On Wednesday, Grassley's Republican colleagues Sens. Mike Lee (R-Utah) and Rand Paul (R-Ky.) blasted the president's long-awaited and delayed briefing on the killing.
"Don't get hung up on whether or not we had a proper briefing, which I think we did have a very proper briefing," Grassley told Cheddar Thursday. "Don't get that mixed up with the legality of what happened."
Lee called the briefing, which came five days after the airstrike was carried out, "probably the worst briefing I've seen, at least on a military issue, in the nine years I've served in the United States Senate." He said senators were told they could not dissent or debate, lest division within the government sends a signal of weakness to the Iranians.
He said briefers were asked repeatedly, "What, if anything, would trigger the need for the administration to come back to Congress" for a declaration of war or authorization of military force, to which one of the briefers indicated, essentially, "I'm sure we could think of something."

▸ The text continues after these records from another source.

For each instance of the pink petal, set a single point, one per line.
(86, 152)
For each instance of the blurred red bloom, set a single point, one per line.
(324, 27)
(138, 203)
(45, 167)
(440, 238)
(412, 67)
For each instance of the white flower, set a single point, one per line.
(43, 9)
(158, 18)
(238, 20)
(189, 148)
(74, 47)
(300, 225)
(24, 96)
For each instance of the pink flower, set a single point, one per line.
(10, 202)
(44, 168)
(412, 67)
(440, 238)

Grassley said when President Barack Obama had ordered the killing of Osama bin Laden, senators were also not told of the plan prior to the move, though bin Laden was considered an enemy combatant whereas Soleimani was a member of a state government. The Trump administration has said it ordered the strike because Soleimani was "actively developing plans to attack American diplomats and service members in Iraq and throughout the region," but has continued to refrain from explaining the intelligence, despite repeated criticism from lawmakers.

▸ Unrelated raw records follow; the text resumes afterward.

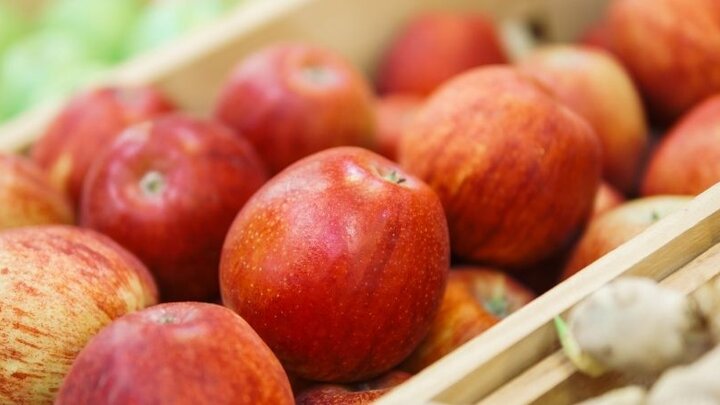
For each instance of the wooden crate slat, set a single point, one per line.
(518, 342)
(555, 380)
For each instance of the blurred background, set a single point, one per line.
(49, 48)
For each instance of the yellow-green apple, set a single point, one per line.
(594, 85)
(617, 226)
(168, 190)
(475, 299)
(176, 353)
(59, 285)
(435, 46)
(672, 49)
(292, 100)
(86, 125)
(363, 393)
(515, 169)
(607, 198)
(26, 196)
(339, 263)
(393, 112)
(687, 160)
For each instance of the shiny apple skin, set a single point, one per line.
(671, 48)
(516, 170)
(617, 226)
(176, 353)
(27, 197)
(59, 285)
(86, 125)
(364, 393)
(607, 198)
(476, 298)
(596, 86)
(339, 263)
(206, 175)
(435, 46)
(687, 160)
(292, 100)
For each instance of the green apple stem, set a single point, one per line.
(574, 352)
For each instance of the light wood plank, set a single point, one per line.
(555, 380)
(526, 337)
(192, 70)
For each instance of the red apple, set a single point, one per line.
(598, 35)
(168, 190)
(294, 100)
(363, 393)
(516, 170)
(177, 353)
(86, 125)
(617, 226)
(26, 196)
(687, 160)
(339, 263)
(59, 285)
(606, 199)
(594, 85)
(435, 46)
(672, 49)
(476, 298)
(393, 112)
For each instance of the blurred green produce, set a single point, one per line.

In a press conference Thursday, the president focused on Soleimani's violent history, calling him a "monster" who was the "big roadside bomb guy," though Soleimani was a top official in Iran. Other targeted killings carried out by the United States, like that of Abu Bakr al-Baghdadi in October 2019, have struck at extremist leaders without state affiliations.
Many lawmakers argue the president needed Authorization for Use of Military Force (AUMF) from Congress before the strike. On Thursday, Trump seemed to offer some additional information, saying "We did this because they were looking to blow up our embassy. We also did it for reasons that were very obvious." President Trump also said he had just approved new sanctions with details forthcoming.
House Speaker Nancy Pelosi addressed the dispute over AUMF and the strike against Soleimani during her regular weekly press conference on Thursday.
"The argument would be made that, putting the shoe on the other foot, if the United States had a high-level, maybe second most important person in the country, assassinated, wherever, the U.S. might consider that an assault on our country and the Iranians might as well, even though this took place at the Iraqi airport," she said. "It's foggy."